Where Did My CodeBuild Environment Image Go?

I thought I would see if my code builds on a different version of PHP, so I chose to override the build image from the aws/codebuild/amazonlinux2-x86_64-standard:4.0 image up from the aws/codebuild/amazonlinux2-x86_64-standard:3.0 by clicking the “Override Image” button

If you haven’t done this yet, then don’t. Read what happens.

After verifying that I would need to update quite a few things, I changed my mind. I went back into code build’s environment configuration and chose the following:

  • Operating system: Amazon Linux 2
  • Runtime: Standard
  • Image: WHERE THE HELL IS aws/codebuild/amazonlinux2-x86_64-standard:3.0

Well, turns out it has been deprecated. I tried modifying the the build environment to use a custom image and specified the version 3 image which can still be found here, but the build didn’t seem to fully initialize before failing.

Use CloudFormation

So instead I created a Cloud Formation template and specified the image in that. This worked!

First, here is the template:

Resources:
  MyCodeBuildProject:
    Type: AWS::CodeBuild::Project
    Properties:
      Name: MyApp-Staging-Build
      Description: Staging Template
      ServiceRole: arn:aws:iam::myaccountid:role/service-role/codebuild-MyApp-Demo-Build-service-role
      TimeoutInMinutes: 60
      QueuedTimeoutInMinutes: 480
      EncryptionKey: arn:aws:kms:us-east-1:myaccountid:alias/aws/s3
      LogsConfig:
        CloudWatchLogs:
          Status: ENABLED
        S3Logs:
          Status: DISABLED
          EncryptionDisabled: false
      FileSystemLocations: []
      Artifacts:
        Type: CODEPIPELINE
        Name: MyApp-Staging-Build
      Source:
        Type: CODEPIPELINE
        BuildSpec: devops/aws/codebuild/buildspec-web.yml
        InsecureSsl: false
      Cache:
        Type: S3
        Location: codebuild-aws-cache
      Environment:
        Type: LINUX_CONTAINER
        ComputeType: BUILD_GENERAL1_SMALL
        Image: aws/codebuild/amazonlinux2-x86_64-standard:3.0

If you have Environment Variables you need to add, you can either put them under the environment property or wait until your build project is created and manually add them. Here’s what it would look like in the template.

  Environment:
        Type: LINUX_CONTAINER
        ComputeType: BUILD_GENERAL1_SMALL
        Image: aws/codebuild/amazonlinux2-x86_64-standard:3.0
        EnvironmentVariables:
            - Name: MY_ENV_VARIABLE
              Value: my-value
            - Name: MY_ENV_VARIABLE_2
              Value: value-2

Create Using AWS Console

There are several ways you can create a new build project with this. Probably the most straightforward way is to go into the AWS Console, go to CloudFormation, and go through the following steps:

  • Save the yaml above to a .yaml file
  • Click Create Stack (with new resources)
  • Select “Template is ready”
  • Select “Upload a template file”
  • Click “Choose file” and find your local yaml file you saved.
  • Click Next
  • Give it a “Stack Name”
  • Define any parameters that might be included in your template. If you are copying from above, I didn’t define any
  • You can click next through the remaining steps (Configure stack options and Review testing)

Create Using AWS CLI

You could also create your new build project using aws cli. If your template is called codebuild_template.yaml and you want your stack name to be MyStagingCodeBuildStack, then you could achieve the same thing with the following.

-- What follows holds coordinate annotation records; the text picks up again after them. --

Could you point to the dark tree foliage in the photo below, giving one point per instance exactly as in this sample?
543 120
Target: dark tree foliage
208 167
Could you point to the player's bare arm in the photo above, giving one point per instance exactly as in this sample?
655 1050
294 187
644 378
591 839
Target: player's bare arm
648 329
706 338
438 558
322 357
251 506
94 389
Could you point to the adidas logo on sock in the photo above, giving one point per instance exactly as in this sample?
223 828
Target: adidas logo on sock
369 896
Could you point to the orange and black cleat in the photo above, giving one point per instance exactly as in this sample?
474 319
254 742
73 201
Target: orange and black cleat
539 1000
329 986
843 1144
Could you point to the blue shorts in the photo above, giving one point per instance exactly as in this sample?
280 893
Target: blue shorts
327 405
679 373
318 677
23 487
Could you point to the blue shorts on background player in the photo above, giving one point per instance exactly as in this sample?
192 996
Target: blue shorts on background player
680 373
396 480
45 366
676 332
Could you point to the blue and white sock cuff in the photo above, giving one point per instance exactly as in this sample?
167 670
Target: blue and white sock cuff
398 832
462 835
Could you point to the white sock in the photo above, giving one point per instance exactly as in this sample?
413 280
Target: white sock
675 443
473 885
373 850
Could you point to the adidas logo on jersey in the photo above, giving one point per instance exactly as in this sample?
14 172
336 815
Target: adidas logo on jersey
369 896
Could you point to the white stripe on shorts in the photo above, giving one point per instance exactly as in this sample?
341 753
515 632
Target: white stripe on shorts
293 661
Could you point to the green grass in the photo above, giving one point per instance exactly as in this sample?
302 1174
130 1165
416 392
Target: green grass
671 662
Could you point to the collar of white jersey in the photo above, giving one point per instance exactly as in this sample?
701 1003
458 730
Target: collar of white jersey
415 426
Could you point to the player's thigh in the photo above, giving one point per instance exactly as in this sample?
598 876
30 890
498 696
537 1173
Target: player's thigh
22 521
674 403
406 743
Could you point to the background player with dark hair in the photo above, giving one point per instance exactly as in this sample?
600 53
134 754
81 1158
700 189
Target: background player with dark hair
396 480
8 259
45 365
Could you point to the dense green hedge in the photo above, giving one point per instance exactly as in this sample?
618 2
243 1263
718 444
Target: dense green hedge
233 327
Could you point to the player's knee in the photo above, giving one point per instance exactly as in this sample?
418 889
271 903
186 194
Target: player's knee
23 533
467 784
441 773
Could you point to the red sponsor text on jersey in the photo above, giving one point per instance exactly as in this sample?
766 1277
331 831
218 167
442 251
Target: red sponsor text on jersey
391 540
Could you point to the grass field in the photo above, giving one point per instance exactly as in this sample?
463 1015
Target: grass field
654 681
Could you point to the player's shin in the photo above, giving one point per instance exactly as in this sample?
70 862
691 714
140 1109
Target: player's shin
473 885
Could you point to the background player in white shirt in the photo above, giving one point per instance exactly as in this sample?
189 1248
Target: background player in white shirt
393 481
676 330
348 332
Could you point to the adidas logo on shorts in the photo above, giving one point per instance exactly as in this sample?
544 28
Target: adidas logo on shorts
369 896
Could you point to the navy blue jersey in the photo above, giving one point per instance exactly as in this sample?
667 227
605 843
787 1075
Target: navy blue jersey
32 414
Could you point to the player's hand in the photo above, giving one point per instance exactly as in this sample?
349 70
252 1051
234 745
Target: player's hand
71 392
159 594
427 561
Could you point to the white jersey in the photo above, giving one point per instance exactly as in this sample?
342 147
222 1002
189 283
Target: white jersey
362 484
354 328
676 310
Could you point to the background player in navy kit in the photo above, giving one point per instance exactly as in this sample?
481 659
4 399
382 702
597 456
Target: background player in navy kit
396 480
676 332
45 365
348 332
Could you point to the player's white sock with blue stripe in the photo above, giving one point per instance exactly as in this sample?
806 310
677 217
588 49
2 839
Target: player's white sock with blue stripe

aws cloudformation create-stack --stack-name MyStagingCodeBuildStack --template-body file://codebuild_template.yaml

If you haven’t configured AWS CLI yet, you can do that first or you can use AWS Cloud9 which already has AWS CLI setup.

Add In Your Environment Variables

If you have environment specific variables and you didn’t add them into the template above, you can go into your build project environment configuration and add them now.